Was you wondering if this is proven or implying that it can't be because of some 50 year rule.

I have looked in to this product Aura and found that everything makes since to even me just a painter, I have a little time to reply my thoughts about Aura now.


The way I try and sale it is by pointing out that all paints have the glycol base pigment in them and that the Aura has it's patented acrylic pigment in it. I then say have you ever taken a rag and wiped something off a wall and had the rag turn the color of the wall? I have never had one person say no...:w00t: Then I say now if we are smart people we always say that dang cheap paint or blame it on the paint in some way right? Again they always say yes. Now I move in further and say well it is not the paint, see what happens is the glycol pigment is used in all of these paints except this Aura and with glycol it never becomes one with the paint it self, with Aura it has an acrylic paint and pigment making everything bind together, the color will never escape its protecting capabilities. 

I made all this up above on my own trying to follow the points made by Ben Moore, I think it's all pretty accurate I just wish I could have a rep give me a little bit more better example and I could close 99.9% of my leads:w00t:



> Benjamin Moore Aura Exterior Paint
> Quite simply the finest paint we ever made®
> 
> Benjamin Moore Aura offers the most advanced way to bring color to your world with the next generation of paint that simplifies your life. Our patented breakthrough paint technology, called Color Lock, is the only one of its kind in the industry, bringing you a discernibly richer, truer color, paired with incomparable performance.


----------



## chris n (Oct 14, 2003)

I see nothing there that says it will NOT fade.

Was you wondering 

I have looked in to this product Aura and found that everything makes since to even me just a painter,

The way I try and sale 

rep give me a little bit more better example 

all the above quotes and you make this statement to the last poster

"Please capitalize your I." You are a good one to ask for correct language:w00


I made all this up above on my own :shutup:

Just another shyster sales tool


----------



## WisePainter (Sep 16, 2008)

.....*chris n needs to learn how to properly quote so I don't have to spend 20 minutes deciphering his posts*....


----------



## Mr. Mike (Dec 27, 2008)

> Just another shyster sales tool


Nope, just another professional Painters sales tool. I play the cards that are dealt to me, and every now and then I open a new deck.


----------



## gary lee (Feb 17, 2007)

Mike,

Have you every come across or worried about painting the EIFS and voiding the warranty on it? Also did you guys powerwash all the EIFS prior to painting? Beautiful work by the way!

Gary


----------



## Mr. Mike (Dec 27, 2008)

> Have you every come across or worried about painting the EIFS and voiding the warranty on it? Also did you guys powerwash all the EIFS prior to painting? Beautiful work by the way!
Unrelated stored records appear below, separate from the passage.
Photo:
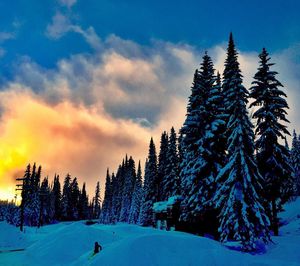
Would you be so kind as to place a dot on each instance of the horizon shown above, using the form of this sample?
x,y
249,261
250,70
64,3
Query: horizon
x,y
73,78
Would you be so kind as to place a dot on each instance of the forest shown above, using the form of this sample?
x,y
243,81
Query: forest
x,y
230,162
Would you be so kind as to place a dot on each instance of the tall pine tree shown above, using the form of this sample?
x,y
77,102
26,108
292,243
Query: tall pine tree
x,y
150,187
242,215
272,157
136,197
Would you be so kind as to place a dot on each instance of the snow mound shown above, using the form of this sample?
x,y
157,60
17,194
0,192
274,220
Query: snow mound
x,y
166,248
66,244
11,237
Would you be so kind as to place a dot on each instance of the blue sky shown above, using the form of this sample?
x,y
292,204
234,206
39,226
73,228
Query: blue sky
x,y
274,24
87,81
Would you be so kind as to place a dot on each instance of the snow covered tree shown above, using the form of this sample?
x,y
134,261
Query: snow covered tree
x,y
129,182
295,161
171,181
242,216
116,202
66,198
272,157
97,200
150,187
162,164
136,197
75,193
205,155
56,197
46,212
83,204
105,216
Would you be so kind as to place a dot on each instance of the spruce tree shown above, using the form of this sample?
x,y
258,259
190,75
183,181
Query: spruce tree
x,y
83,204
272,157
206,157
75,194
162,164
97,201
150,187
242,216
57,197
295,161
105,216
130,177
136,197
171,181
115,196
66,198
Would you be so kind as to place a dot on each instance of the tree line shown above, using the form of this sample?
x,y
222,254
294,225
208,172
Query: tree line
x,y
232,170
233,173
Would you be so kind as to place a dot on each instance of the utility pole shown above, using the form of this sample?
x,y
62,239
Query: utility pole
x,y
21,187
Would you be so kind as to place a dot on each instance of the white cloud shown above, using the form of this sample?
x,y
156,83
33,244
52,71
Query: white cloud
x,y
4,36
59,26
68,3
122,82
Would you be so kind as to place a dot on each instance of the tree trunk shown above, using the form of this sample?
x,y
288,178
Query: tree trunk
x,y
274,218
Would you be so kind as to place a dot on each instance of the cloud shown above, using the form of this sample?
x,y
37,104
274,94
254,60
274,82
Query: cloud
x,y
67,3
59,26
4,36
86,113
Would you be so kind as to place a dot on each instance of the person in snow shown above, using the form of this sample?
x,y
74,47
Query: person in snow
x,y
97,248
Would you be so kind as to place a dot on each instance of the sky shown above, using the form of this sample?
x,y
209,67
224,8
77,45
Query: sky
x,y
82,83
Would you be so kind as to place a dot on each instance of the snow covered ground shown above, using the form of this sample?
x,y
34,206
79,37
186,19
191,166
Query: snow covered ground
x,y
72,244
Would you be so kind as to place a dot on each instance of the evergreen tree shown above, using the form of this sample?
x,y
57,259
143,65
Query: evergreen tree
x,y
171,181
46,213
57,197
136,197
272,157
83,207
105,216
75,194
162,164
242,215
295,160
130,177
205,157
97,201
66,198
115,196
150,188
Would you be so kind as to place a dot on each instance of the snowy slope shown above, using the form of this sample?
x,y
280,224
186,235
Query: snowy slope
x,y
72,244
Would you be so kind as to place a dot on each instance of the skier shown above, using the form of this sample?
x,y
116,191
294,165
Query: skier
x,y
97,248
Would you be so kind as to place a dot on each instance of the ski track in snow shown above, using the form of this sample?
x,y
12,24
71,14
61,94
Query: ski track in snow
x,y
71,243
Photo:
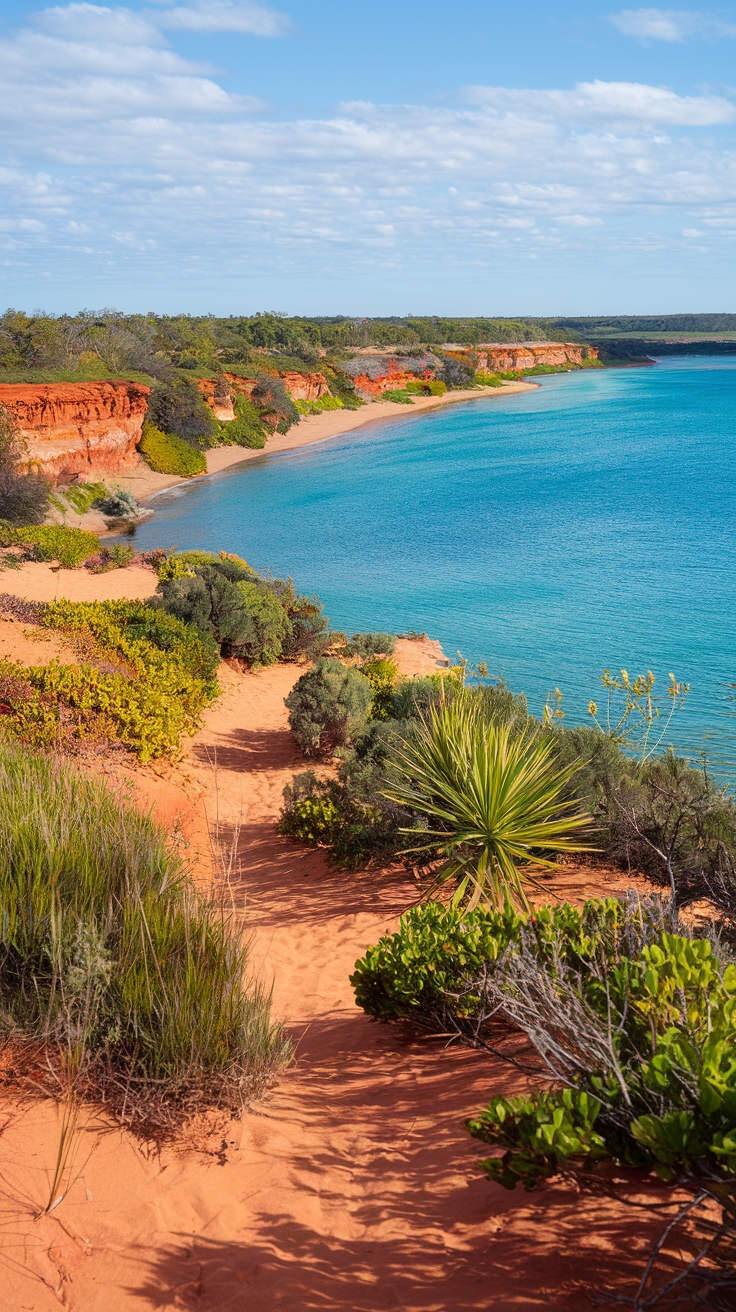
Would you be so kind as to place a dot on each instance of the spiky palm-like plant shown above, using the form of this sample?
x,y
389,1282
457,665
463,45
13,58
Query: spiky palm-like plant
x,y
497,800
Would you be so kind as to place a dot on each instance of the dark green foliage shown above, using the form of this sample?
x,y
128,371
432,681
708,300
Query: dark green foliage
x,y
349,815
210,601
310,627
436,970
112,961
245,429
269,625
176,407
455,373
328,707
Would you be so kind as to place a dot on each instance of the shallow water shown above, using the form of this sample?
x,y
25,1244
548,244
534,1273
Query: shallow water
x,y
585,525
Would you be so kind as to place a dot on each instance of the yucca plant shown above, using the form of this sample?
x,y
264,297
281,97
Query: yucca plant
x,y
497,799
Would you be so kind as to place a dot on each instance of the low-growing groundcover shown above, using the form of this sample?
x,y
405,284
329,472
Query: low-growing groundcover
x,y
248,617
143,680
633,1018
116,974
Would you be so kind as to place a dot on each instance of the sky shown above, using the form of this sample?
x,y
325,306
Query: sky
x,y
215,156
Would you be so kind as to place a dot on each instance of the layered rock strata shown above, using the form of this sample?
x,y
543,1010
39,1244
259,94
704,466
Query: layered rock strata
x,y
74,429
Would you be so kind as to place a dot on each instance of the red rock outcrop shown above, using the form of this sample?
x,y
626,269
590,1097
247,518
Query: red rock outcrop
x,y
499,358
305,387
218,396
76,428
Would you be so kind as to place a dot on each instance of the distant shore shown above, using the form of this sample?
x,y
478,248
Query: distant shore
x,y
147,486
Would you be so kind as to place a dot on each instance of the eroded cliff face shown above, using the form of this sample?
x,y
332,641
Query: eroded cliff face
x,y
526,356
76,429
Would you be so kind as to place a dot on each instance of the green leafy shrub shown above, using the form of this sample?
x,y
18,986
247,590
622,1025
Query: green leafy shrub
x,y
382,676
328,706
245,429
177,408
269,625
366,646
437,968
112,961
71,547
169,454
165,676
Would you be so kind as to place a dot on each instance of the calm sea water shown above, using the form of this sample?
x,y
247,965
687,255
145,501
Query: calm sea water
x,y
589,524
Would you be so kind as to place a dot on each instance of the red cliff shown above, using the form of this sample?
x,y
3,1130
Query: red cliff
x,y
78,428
499,358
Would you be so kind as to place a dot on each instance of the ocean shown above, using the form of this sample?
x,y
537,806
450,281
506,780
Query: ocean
x,y
587,525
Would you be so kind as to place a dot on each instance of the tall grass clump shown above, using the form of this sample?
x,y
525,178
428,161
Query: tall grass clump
x,y
112,963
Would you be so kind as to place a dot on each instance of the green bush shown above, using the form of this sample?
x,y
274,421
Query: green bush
x,y
646,1046
112,962
245,429
168,454
53,542
177,408
398,394
328,706
270,627
165,677
366,646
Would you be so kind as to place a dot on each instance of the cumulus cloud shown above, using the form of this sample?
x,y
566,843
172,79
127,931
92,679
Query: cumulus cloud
x,y
622,102
224,16
672,25
137,148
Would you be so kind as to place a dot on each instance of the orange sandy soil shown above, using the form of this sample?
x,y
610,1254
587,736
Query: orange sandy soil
x,y
352,1186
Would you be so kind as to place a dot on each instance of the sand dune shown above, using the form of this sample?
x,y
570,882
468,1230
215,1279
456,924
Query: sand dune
x,y
353,1186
That warranty is not my worry, however I have thought about this as a customer would so that I can sell them better and what I have come up with is this. When they bought the efis the knew it would fade in color and they bought it anyways now they want the color back so we have to paint it. We power wash every exterior that we ever paint.

I hope this helps and if I left any points out let me know, I will try to cover this better.:thumbsup:


----------



## gary lee (Feb 17, 2007)

Mike,

The only reason I asked is becauses I was doing some research about cleaning EIFS for a client instead of painting it. During this research I found that there has been some problems with water getting in behind the EIFS causing a potential mold-rot problem with the wood. In Jmatt's post he was worried about the elastomeric trapping in the vapor and not allowing it out or to escape, (elastomeric not breathing as much as regular paint?) possibly causing the problem above. Everybody is going to protect there A$$ (i.e. EIFS companies) so when you look at these sites the only products they recommend are there "products" to change the color and not affect the integrity of the EIFS. Something to worry about or just B.S. ?

Gary


----------